Senator Lindsey Graham and 30 other Republican senators signed a letter today calling for the appointment of a special prosecutor to investigate what they dubbed an "avalanche" of leaks from the White House.
But least five of the GOP Senators who signed the letter didn't always feel so strongly about getting a special prosecutor to investigate leaks, while strongly objecting to assuming leakers were guilty before an investigation was complete.
A review of past statements from the senators who signed the letter reveals several flip flops and inconsistent viewpoints.
In a 2003 interview with CNN, Senator Mitch McConnell said that a special prosecutor wasn't necessary in the Valerie Plame case because "you're most likely to get an unbiased investigation by career public integrity people than you are by some special counsel."
In another interview from that year, McConnell asserted that "the career professionals down at the Justice Department who are incorruptible and not subject to being manipulated by either side," should be in charge.
Senators Saxby Chambliss and John Cornyn — who also signed the letter — strongly resisted the notion of appointing a special prosecutor during the Plame affair, with Cornyn calling it a "lousy idea."

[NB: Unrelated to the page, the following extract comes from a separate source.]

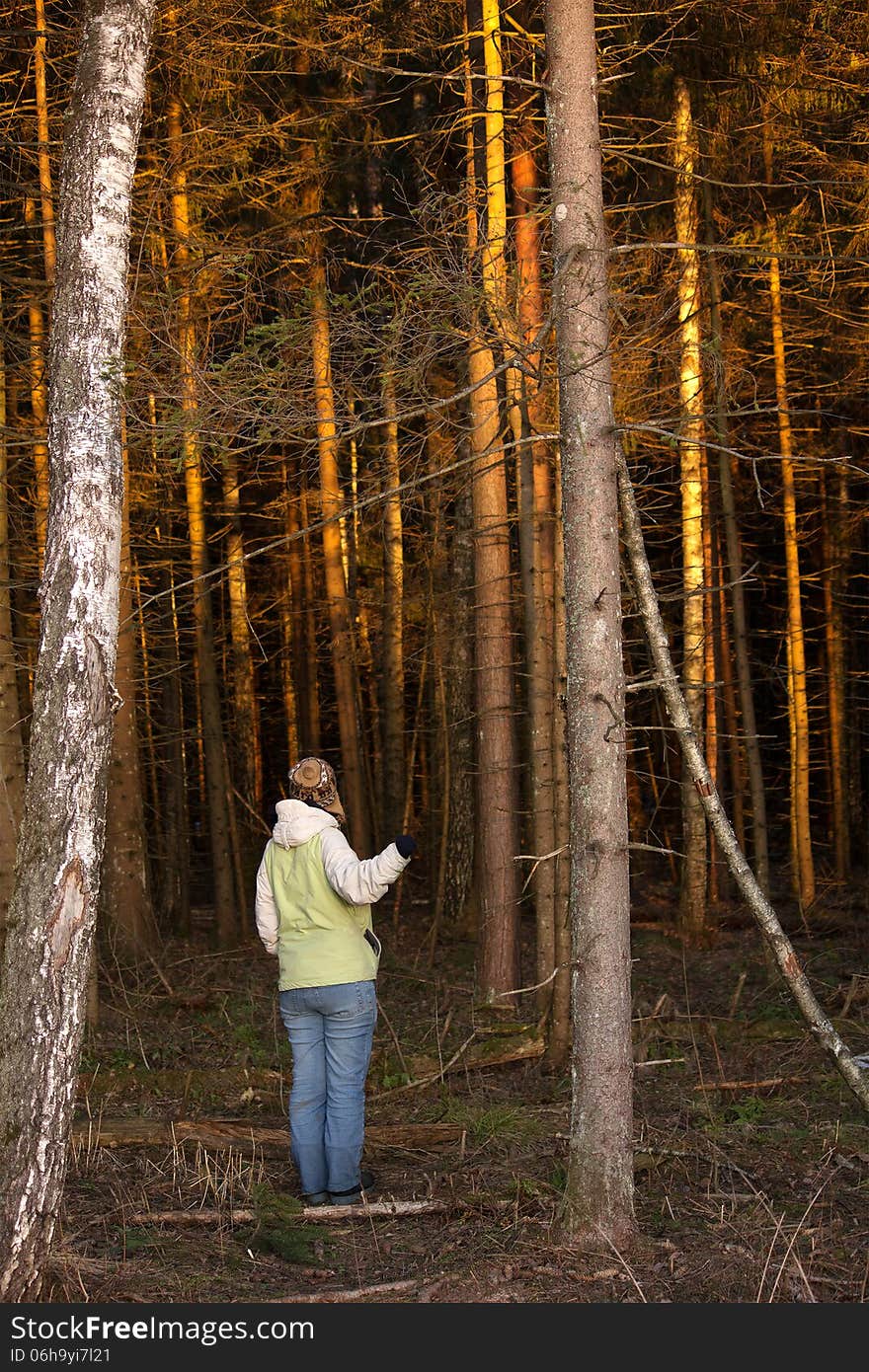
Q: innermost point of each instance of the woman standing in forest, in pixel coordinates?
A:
(313, 913)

Over the past three weeks, that's exactly what the Obama administration has done in the two leak investigations, appointing two career federal prosecutors from the Department of Justice to oversee the investigations.
In the letter, the GOP senators also preemptively pointed the finger at Tom Donilon, President Obama's national security advisor, citing a New York Times book review that suggests he was a key source in the recent David Sanger book.
However, the letter's author, Lindsey Graham, strongly objected to the speculation that Karl Rove was behind the Plame leaks, telling CBS in 2005 that "there's no evidence that Karl Rove" leaked the CIA's operative name.
John McCain — another signatory to the letter who has led the charge on the Hill to pursue a leak investigation, calling for a non-binding resolution to appoint a special prosecutor — defended Rove as well, telling MSNBC at the time that "Karl Rove has stated that he did not do anything wrong...I take him at his word.”
Democrats charge that the GOP senators have opened themselves to charges of hypocrisy in investigation that is increasingly taking on partisan tones: the letter today noted that both Joe Biden and Obama had previously called for a special counsel to investigate the Valerie Plame case, using the president and vice president's previous statements as examples to establish "precedent of asking for a neutral investigation."